As nature shuts down for winter the landscape changes, it feels, smells and sounds different. Leaf is the first to fall, carpeting the ground in hues of brown, red and yellow. One of the greatest delights is the drive down the larch tree lined Derwent Lane to Fairholmes ranger centre in the valley on successive days and weeks and notice the colours turn from green to a vivid, almost fluorescent, yellow before the needles coat the floor in deep drifts.
Looking out across Derwent Reservoir from the East Track
Down the East Track towards Derwent Dam
Heading back to Derwent Dam
Heading up the East Track
It’s beautiful in the Upper Derwent Valley right now. The Beech, Oak and Larch are putting on a fantastic display of colour. The valley is probably one of the best places in the Peak District to see autumn in all it’s glory.
Thankfully the planners and builders of the reservoirs and the present day custodians saw fit to plant glorious woodlands including natural species, hence the colour.
The East Track is the easier walk, no traffic so you can amble along taking in the colours and that wonderful aroma of autumn.
The drive into Fairholmes from the Snake Road has to be one of the best in the country in autumn, a bit like New England, all golds, yellows, reds and browns.
Dappled autumn light amongst the oak and beech leaves.
Nature put on a beautiful display this morning on the common. The sky had a broad undulating wave of cloud stretching from west to east. The cloud an Altocumulus undulatus, isn’t that a lovely name, hung like a roll of cotton wool just pulled from its packet. This type of cloud is formed when the air above and below move at different speeds, producing a shearing effect and giving us these soft billows of white fluffiness.

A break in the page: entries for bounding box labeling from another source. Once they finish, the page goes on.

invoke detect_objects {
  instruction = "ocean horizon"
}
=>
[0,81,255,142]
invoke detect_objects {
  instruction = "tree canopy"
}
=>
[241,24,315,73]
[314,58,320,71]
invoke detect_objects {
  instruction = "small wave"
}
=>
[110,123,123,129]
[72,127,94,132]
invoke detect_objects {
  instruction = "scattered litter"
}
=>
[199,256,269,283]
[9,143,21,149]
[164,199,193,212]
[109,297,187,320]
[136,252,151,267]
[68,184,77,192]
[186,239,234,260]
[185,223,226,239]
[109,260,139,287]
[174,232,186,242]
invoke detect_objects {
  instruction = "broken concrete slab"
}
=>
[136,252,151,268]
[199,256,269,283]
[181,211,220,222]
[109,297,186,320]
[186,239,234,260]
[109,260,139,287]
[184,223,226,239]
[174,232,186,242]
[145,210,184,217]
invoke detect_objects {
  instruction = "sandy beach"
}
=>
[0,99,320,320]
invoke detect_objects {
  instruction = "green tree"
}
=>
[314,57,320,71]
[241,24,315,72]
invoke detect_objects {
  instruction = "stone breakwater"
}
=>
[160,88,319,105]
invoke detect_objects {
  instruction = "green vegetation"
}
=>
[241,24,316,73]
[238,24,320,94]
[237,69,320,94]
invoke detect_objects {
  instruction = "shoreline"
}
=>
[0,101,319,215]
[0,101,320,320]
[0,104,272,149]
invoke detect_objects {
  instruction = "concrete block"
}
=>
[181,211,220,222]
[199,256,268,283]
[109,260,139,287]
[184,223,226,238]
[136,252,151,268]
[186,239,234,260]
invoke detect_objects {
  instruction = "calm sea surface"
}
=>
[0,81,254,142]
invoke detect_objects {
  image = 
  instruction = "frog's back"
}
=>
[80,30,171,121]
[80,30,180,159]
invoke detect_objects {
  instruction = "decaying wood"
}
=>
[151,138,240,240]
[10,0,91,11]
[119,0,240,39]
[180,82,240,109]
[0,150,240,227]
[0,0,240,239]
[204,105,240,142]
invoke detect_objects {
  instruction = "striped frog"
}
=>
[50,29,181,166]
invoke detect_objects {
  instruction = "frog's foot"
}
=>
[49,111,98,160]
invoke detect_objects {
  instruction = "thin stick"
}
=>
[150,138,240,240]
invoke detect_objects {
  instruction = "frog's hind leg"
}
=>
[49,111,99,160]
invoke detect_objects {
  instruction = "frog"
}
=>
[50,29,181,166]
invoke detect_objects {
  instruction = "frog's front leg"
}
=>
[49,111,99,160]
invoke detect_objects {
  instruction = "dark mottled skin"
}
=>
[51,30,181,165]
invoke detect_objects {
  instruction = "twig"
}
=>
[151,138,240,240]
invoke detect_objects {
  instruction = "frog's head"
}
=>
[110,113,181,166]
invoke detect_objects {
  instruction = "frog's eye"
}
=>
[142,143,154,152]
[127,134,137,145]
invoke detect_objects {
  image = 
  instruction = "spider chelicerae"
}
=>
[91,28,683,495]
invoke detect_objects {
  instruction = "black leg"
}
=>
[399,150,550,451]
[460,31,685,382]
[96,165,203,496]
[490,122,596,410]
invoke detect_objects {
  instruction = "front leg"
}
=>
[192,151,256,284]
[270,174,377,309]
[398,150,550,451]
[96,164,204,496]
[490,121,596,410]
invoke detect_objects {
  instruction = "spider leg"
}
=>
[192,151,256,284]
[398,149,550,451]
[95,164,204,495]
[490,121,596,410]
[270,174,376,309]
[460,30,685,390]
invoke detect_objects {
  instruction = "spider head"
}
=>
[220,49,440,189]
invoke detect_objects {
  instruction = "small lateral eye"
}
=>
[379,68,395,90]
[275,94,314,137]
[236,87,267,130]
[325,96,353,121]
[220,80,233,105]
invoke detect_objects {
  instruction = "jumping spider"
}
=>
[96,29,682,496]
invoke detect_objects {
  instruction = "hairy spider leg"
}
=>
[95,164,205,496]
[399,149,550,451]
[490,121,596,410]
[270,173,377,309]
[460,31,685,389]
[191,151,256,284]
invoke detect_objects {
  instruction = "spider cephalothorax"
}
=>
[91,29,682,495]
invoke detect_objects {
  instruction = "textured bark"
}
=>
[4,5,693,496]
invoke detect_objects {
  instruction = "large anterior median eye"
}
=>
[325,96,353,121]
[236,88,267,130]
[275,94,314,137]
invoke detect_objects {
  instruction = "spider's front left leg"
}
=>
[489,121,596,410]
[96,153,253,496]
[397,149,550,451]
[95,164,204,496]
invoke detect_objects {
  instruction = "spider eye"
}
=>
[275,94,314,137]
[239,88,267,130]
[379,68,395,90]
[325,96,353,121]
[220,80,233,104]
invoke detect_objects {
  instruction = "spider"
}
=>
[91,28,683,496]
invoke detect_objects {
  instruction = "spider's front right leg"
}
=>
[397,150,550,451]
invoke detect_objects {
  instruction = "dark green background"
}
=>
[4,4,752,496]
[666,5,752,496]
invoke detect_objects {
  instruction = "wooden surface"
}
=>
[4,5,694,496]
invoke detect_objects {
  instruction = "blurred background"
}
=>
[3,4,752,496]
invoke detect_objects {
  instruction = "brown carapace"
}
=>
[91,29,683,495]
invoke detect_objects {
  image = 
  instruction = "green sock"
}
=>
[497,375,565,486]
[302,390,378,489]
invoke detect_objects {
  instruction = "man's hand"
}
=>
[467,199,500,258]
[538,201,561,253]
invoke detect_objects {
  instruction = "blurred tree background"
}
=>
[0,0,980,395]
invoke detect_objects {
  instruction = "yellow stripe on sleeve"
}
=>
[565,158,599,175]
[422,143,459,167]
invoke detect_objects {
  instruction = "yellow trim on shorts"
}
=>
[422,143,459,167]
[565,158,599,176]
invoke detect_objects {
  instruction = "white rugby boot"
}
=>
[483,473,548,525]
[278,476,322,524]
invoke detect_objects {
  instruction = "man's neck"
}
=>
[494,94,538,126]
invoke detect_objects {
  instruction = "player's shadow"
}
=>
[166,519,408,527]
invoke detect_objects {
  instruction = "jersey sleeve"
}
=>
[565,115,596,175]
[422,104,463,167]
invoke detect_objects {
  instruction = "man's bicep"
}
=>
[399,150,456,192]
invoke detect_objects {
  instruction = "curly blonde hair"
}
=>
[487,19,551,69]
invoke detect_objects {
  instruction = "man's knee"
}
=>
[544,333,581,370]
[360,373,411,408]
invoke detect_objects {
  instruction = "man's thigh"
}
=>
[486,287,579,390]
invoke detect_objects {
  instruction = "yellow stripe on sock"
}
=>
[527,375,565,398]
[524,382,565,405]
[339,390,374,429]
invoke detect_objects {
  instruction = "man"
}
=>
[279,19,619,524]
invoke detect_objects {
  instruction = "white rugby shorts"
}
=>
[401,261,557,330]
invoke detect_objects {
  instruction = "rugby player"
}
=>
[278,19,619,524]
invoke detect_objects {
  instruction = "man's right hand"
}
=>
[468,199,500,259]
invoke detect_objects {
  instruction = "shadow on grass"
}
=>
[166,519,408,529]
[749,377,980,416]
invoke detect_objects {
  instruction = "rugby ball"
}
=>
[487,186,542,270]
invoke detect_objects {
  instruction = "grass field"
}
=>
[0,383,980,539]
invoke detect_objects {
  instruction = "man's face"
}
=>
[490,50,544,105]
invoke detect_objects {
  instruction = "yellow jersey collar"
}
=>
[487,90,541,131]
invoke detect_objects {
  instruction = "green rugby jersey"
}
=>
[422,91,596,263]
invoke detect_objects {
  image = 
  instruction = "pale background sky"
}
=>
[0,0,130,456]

Autumn is starting to settle in now. The air is much cooler in a morning and the sun stays lower throughout the day. One of the nice aspects of autumn is the unexpected warmth the sun can give once out of the shadows. Sitting against some gritstone with the sun on my face and looking out across the Common is a pleasure I look forward to.
The Common has not started to produce its distinctive autumnal smell, decaying leaves, fungi, damp peat and earth, but it will not be long. The low sun gives a nice display of shadow lighting on the woodland floor. Streaks and dapples of sunlight dancing on the oak and beech leaves that carpet the woodland from last winter.
The September Equinox and Solstice will soon be upon us, my favourite time of year. The photo is of the East Track along Derwent Reservoir in the Upper Derwent Valley last year. Nature put on a wonderful display before its winter slumber.
I am often to be found in woods in autumn, especially beech and oak. I like the smell as the trees release their fragrance out into the air, earthy and rich in truth. After a dry summer the woodland floor will be dry, the leaves creating deep carpets of orange and gold, the colours of the earth starting to rest.
It has already started to get dark earlier now, 7:30pm and the sun is going down. A well-timed walk in late afternoon rewards with deepening shadows as the sun heads for the horizon a blazing golden ball, so bright nothing else can be discerned. It is a wonderful spectacle.
Out in the Peak District you can find ancient woodlands, woods of oak and beech, intermingled with the gritstone, warmed by the autumn sun. Some of the woodland is hundreds of years old, some a mere few decades.
Back in 2014 I helped school children plant a new wood in the Woodlands Valley. Two thousand native beech trees, planted by the hand of a future generation. When they reach my age they can take their grandchildren into the wood they planted and sit and watch the autumn sun setting and the shadows stretching out towards them. Now isn’t that something.